Types of IRA Account

Traditional IRA (from a Big Institute)

These are IRA that you can only buy stocks and bonds with and are not that useful for Real Estate and Note Investors.

Roth IRA (from a Big Institute)

Again these are not that useful for Note and Real Estate Investors

Self Directed IRA

The Traditional IRA is widely known for its tax advantages, as the account owner does not pay taxes upfront, and the contributions can be tax deductible. There are no income limits on who is eligible to enroll in a Traditional IRA, but not everyone can receive a tax deduction. All growth within the account is tax deferred but you must pay taxes upon distribution. You can take distributions at any time, however, a 10% penalty is applied if you take a distribution before you are 59 1/2. Age 59 1/2, distributions are penalty free but taxed as current income. You also must begin taking RMDs, or required minimum distributions, at age 70 1/2 and can no longer make contributions. In 2017 & 2018, the contribution limit for the Traditional IRA is $5,500 and also allows for a $1,000 “catch-up” for those over the age of 50.

Self Directed Roth IRA

The IRA owner of a Roth must pay taxes upfront for all money contributed, however all growth within the account is tax deferred, but if you take a qualified distribution, it can be potentially tax free. This is a major advantage for the younger population, as they can make contributions over a lifetime and watch their funds grow. In 2017 & 2018, the contribution limit for a Roth IRA is $5,500, and also allows for a $1,000 “catch-up” for those over the age of 50.

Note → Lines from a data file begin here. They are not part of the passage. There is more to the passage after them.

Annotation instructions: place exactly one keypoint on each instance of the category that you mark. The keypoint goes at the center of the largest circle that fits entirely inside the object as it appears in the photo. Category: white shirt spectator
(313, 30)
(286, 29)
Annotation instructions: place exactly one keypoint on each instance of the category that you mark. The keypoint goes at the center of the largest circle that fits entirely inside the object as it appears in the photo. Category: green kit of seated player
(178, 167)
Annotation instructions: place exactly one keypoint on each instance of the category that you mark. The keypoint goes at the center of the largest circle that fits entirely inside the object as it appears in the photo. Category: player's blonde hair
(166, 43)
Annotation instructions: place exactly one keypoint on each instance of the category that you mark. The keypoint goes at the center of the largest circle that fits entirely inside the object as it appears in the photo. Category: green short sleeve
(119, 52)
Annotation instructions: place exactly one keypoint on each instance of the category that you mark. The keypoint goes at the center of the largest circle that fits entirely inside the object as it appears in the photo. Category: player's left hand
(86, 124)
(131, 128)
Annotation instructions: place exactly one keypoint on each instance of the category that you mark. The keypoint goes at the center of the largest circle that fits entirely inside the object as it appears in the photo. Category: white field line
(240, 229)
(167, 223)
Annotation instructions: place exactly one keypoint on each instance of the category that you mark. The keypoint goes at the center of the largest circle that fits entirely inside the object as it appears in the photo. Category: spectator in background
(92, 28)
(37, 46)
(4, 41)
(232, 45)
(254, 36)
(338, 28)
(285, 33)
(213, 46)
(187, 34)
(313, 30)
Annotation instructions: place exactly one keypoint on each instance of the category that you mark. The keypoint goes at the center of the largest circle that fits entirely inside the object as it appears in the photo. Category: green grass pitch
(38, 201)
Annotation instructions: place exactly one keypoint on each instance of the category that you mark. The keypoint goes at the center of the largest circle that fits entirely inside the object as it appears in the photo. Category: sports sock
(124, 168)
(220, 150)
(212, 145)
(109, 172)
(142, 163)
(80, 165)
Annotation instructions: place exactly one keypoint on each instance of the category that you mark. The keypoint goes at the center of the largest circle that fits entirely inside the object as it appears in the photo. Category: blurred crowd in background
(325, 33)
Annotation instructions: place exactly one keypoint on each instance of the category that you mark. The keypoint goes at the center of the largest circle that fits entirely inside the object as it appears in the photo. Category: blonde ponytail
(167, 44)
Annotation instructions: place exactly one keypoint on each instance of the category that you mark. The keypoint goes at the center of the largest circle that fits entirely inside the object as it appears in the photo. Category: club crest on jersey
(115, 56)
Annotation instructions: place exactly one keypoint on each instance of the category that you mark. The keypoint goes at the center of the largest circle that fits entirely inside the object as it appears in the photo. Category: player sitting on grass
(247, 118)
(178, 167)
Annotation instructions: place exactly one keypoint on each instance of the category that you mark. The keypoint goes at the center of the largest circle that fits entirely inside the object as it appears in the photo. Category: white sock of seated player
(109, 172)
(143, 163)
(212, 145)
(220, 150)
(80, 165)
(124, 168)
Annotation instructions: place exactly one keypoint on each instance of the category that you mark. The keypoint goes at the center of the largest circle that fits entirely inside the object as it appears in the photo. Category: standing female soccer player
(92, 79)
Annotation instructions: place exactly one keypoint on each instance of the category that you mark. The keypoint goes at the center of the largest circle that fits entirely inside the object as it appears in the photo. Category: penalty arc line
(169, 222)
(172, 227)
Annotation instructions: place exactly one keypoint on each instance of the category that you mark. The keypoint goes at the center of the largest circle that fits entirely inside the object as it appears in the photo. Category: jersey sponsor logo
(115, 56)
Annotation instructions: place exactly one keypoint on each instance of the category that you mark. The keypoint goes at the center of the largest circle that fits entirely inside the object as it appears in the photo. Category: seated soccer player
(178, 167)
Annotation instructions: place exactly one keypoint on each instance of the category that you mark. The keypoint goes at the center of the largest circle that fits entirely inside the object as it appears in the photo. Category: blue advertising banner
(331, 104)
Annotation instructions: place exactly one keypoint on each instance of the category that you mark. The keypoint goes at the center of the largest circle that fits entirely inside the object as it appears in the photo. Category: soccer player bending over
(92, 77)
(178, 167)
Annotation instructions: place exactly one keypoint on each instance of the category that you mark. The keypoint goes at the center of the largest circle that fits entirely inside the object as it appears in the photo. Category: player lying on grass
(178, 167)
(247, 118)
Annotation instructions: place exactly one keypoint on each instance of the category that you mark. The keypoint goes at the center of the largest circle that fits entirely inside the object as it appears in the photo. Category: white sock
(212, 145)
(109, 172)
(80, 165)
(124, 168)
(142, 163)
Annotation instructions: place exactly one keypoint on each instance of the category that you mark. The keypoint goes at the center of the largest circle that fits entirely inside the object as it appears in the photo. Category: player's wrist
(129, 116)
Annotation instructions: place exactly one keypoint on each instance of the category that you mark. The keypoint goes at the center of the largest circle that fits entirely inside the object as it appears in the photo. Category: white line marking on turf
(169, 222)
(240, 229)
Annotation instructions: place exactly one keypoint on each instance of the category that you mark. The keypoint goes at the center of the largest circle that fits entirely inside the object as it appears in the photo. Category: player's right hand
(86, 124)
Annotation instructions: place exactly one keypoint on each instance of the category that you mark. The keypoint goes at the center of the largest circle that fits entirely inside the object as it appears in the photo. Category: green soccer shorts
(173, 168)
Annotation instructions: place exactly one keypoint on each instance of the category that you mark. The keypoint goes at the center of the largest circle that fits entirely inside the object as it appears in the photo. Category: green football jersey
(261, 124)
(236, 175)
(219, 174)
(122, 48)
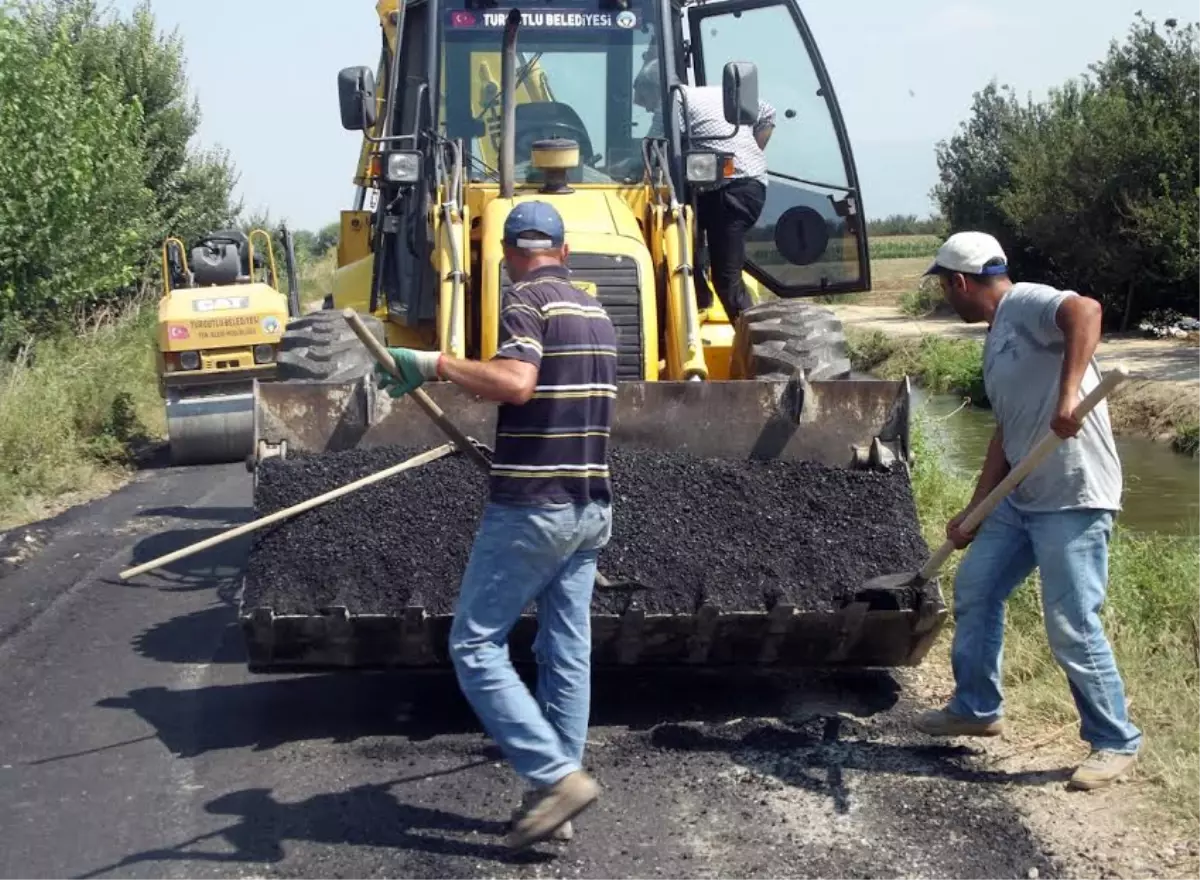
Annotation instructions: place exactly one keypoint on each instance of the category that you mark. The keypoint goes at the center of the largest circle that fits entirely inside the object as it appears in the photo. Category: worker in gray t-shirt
(1038, 365)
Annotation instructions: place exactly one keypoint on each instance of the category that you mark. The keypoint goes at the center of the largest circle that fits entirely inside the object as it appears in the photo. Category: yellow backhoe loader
(420, 261)
(221, 319)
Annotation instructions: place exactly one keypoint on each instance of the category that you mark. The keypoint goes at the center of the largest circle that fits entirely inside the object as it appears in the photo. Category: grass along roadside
(1162, 411)
(75, 411)
(1150, 616)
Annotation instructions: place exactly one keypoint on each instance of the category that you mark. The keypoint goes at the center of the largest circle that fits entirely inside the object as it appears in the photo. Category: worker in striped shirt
(549, 515)
(726, 213)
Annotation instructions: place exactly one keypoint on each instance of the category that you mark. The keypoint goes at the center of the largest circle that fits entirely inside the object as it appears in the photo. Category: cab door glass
(808, 239)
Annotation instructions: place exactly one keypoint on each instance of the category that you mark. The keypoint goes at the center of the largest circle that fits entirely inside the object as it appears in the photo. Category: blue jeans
(1071, 550)
(525, 554)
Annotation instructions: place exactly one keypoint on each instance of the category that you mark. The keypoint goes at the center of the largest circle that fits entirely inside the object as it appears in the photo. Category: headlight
(702, 167)
(403, 167)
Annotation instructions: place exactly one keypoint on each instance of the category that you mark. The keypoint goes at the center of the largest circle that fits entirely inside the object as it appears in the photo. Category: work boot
(1101, 768)
(564, 832)
(943, 723)
(552, 808)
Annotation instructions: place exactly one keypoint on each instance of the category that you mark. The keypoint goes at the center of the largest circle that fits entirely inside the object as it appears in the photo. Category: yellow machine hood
(221, 317)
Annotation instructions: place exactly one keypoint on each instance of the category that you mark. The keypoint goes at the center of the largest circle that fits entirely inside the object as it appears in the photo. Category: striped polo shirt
(706, 112)
(555, 448)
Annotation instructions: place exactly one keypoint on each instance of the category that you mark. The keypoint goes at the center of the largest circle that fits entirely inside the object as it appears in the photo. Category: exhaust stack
(509, 105)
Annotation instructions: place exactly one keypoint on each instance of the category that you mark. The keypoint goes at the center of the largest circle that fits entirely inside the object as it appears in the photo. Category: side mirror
(357, 96)
(739, 87)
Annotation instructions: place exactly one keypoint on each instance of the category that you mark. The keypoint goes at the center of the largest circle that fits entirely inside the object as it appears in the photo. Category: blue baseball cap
(534, 226)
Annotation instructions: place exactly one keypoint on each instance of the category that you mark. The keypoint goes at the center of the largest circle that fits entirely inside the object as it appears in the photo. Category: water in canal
(1162, 488)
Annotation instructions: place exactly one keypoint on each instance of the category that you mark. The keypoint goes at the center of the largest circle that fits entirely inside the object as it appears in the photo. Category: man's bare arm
(503, 379)
(1079, 318)
(995, 468)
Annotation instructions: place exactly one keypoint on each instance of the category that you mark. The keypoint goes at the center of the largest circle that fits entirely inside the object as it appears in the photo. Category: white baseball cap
(971, 253)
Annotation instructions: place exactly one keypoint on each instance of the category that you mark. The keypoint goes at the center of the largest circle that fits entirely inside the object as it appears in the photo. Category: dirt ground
(1163, 396)
(1162, 360)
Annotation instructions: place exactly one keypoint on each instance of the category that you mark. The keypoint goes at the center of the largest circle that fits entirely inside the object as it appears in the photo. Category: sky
(904, 75)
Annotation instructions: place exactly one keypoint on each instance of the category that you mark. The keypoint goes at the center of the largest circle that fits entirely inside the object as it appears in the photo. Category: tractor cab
(445, 133)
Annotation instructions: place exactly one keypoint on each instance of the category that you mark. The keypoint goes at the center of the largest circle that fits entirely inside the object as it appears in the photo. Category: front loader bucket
(846, 424)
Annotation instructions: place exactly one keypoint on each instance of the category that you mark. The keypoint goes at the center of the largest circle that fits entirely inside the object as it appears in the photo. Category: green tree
(1097, 187)
(75, 211)
(96, 160)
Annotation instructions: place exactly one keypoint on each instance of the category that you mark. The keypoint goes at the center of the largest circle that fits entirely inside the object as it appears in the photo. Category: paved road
(133, 743)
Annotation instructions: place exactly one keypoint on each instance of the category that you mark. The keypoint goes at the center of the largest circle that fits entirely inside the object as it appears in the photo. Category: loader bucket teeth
(835, 423)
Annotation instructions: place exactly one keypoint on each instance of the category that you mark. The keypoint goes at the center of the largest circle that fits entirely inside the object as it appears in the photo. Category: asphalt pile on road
(738, 534)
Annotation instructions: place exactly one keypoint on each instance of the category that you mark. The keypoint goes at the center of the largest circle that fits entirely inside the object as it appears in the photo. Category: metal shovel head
(825, 421)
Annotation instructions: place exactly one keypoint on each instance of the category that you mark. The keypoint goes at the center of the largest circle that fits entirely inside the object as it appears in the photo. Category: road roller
(221, 321)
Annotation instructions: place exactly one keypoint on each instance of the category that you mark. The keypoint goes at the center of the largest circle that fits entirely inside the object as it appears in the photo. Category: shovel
(379, 352)
(1039, 453)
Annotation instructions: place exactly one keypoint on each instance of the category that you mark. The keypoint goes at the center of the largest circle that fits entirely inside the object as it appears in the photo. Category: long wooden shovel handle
(246, 528)
(1037, 455)
(379, 352)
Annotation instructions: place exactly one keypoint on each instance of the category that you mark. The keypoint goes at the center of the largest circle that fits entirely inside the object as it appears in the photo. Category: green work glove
(414, 369)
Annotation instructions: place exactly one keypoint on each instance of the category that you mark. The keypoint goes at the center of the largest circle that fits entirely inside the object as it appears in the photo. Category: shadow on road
(217, 568)
(190, 638)
(343, 707)
(366, 815)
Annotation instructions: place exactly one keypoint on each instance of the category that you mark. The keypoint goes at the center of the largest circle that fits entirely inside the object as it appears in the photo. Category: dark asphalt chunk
(738, 534)
(702, 774)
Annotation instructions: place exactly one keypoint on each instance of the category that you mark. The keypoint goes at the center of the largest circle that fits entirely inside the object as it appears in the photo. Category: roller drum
(210, 425)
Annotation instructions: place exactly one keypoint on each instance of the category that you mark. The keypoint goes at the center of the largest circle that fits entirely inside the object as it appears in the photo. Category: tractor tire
(785, 337)
(322, 346)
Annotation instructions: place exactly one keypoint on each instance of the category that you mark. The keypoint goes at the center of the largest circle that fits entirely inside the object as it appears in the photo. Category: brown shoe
(942, 723)
(1101, 768)
(553, 807)
(563, 833)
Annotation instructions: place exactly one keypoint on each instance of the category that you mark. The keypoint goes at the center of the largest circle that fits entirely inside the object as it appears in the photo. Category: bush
(1096, 189)
(77, 408)
(1187, 441)
(1150, 617)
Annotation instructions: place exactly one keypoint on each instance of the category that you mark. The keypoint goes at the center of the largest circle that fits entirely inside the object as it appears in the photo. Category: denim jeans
(525, 554)
(1071, 550)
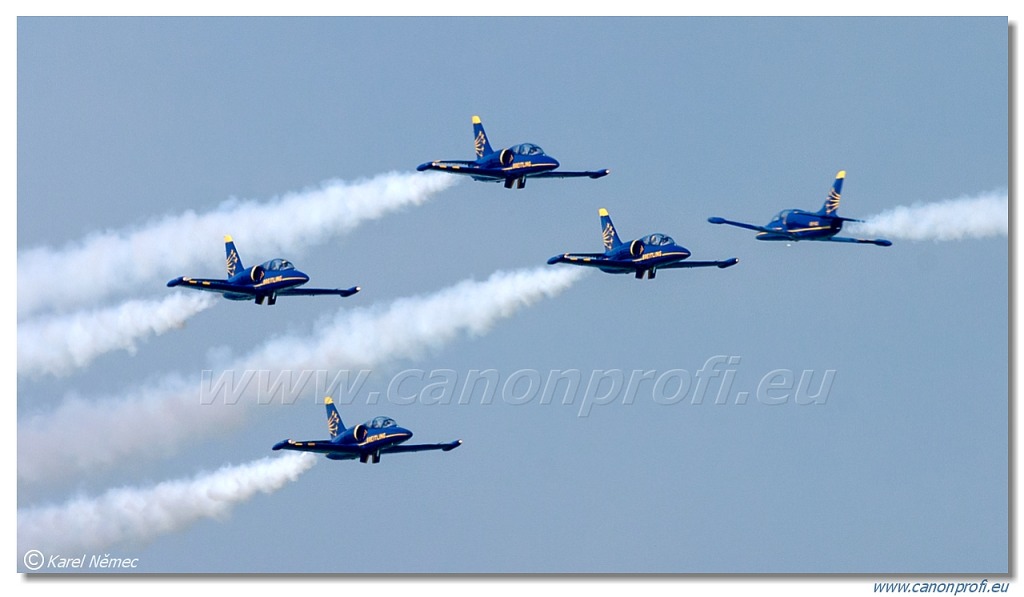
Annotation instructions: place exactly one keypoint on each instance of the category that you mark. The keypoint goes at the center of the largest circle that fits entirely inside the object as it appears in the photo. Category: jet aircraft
(366, 441)
(643, 256)
(510, 166)
(797, 224)
(266, 281)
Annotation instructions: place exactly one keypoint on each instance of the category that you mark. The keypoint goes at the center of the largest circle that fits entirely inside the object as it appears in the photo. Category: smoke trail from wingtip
(970, 217)
(120, 260)
(59, 344)
(83, 435)
(139, 514)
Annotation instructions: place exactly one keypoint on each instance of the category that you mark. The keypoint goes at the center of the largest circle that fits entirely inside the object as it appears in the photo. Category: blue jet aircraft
(645, 255)
(366, 441)
(266, 281)
(797, 224)
(511, 166)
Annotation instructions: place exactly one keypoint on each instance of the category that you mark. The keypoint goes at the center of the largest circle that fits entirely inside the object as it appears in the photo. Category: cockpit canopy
(527, 150)
(380, 423)
(658, 240)
(276, 264)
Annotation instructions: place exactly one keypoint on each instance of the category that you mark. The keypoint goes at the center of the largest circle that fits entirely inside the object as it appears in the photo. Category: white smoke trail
(138, 514)
(120, 260)
(58, 344)
(969, 217)
(83, 435)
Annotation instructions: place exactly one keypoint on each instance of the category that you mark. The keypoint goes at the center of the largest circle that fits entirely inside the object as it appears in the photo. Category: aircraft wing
(421, 446)
(317, 445)
(879, 242)
(718, 220)
(453, 166)
(299, 291)
(220, 286)
(680, 264)
(561, 174)
(586, 259)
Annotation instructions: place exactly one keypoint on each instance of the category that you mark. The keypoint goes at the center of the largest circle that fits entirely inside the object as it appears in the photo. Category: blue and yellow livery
(512, 166)
(796, 224)
(264, 282)
(366, 441)
(640, 257)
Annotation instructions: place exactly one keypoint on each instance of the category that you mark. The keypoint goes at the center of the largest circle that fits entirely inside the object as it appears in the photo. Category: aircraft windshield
(658, 240)
(274, 264)
(381, 422)
(527, 150)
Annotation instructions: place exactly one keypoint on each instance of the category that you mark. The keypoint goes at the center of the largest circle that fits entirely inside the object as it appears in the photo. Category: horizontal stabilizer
(318, 291)
(685, 264)
(421, 446)
(718, 220)
(560, 174)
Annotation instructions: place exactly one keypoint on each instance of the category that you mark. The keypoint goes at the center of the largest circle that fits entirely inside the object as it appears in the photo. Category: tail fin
(233, 262)
(832, 204)
(480, 144)
(608, 235)
(333, 418)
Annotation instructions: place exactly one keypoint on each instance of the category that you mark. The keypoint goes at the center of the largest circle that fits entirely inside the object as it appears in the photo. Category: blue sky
(901, 469)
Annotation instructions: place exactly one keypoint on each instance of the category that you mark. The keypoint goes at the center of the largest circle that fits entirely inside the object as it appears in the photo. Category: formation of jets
(511, 166)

The Simplified Employee Pension IRA is a type of retirement account used by those who own businesses.  The account allows for the owner to contribute to his own account as well as accounts for the business’ employees.  Contributions can be made by the employer to a maximum of 25% of the employee’s salary.  The contributions made to the accounts in a SEP IRA must be in equal percentages for all qualifying employees.  A self-employed individual can contribute up to 20% of their net earnings (Schedule C).  The contribution limit for 2018 was increased by the IRS to a total of $55,000.

Health Savings Account

A Health Savings Account can be used for all qualified medical expenses.  To qualify for an HSA, the individual must:

  • Have a High Deductible Health Plan (HDHP)
  • Not be enrolled in Medicare
  • Not be claimed as a dependent on tax return

The contributions toward an HSA are tax deductible and tax free for all qualified distributions. You can also fund your HSA once in your lifetime from your Traditional IRA up to the maximum contribution limit for that year.

 Roth 401(k)

The Roth 401(k) is a type of retirement savings plan. It was authorized by the United States Congress under the Internal Revenue Code, section 402A,[1] and represents a unique combination of features of the Roth IRA and a traditional 401(k) plan. Since January 1, 2006, U.S. employers have been allowed to amend their 401(k) plan document to allow employees to elect Roth IRA type tax treatment for a portion or all of their retirement plan contributions. The same change in law allowed Roth IRA type contributions to 403(b)retirement plans. The Roth retirement plan provision was enacted as a provision of the Economic Growth and Tax Relief Reconciliation Act of 2001 (EGTRRA 2001).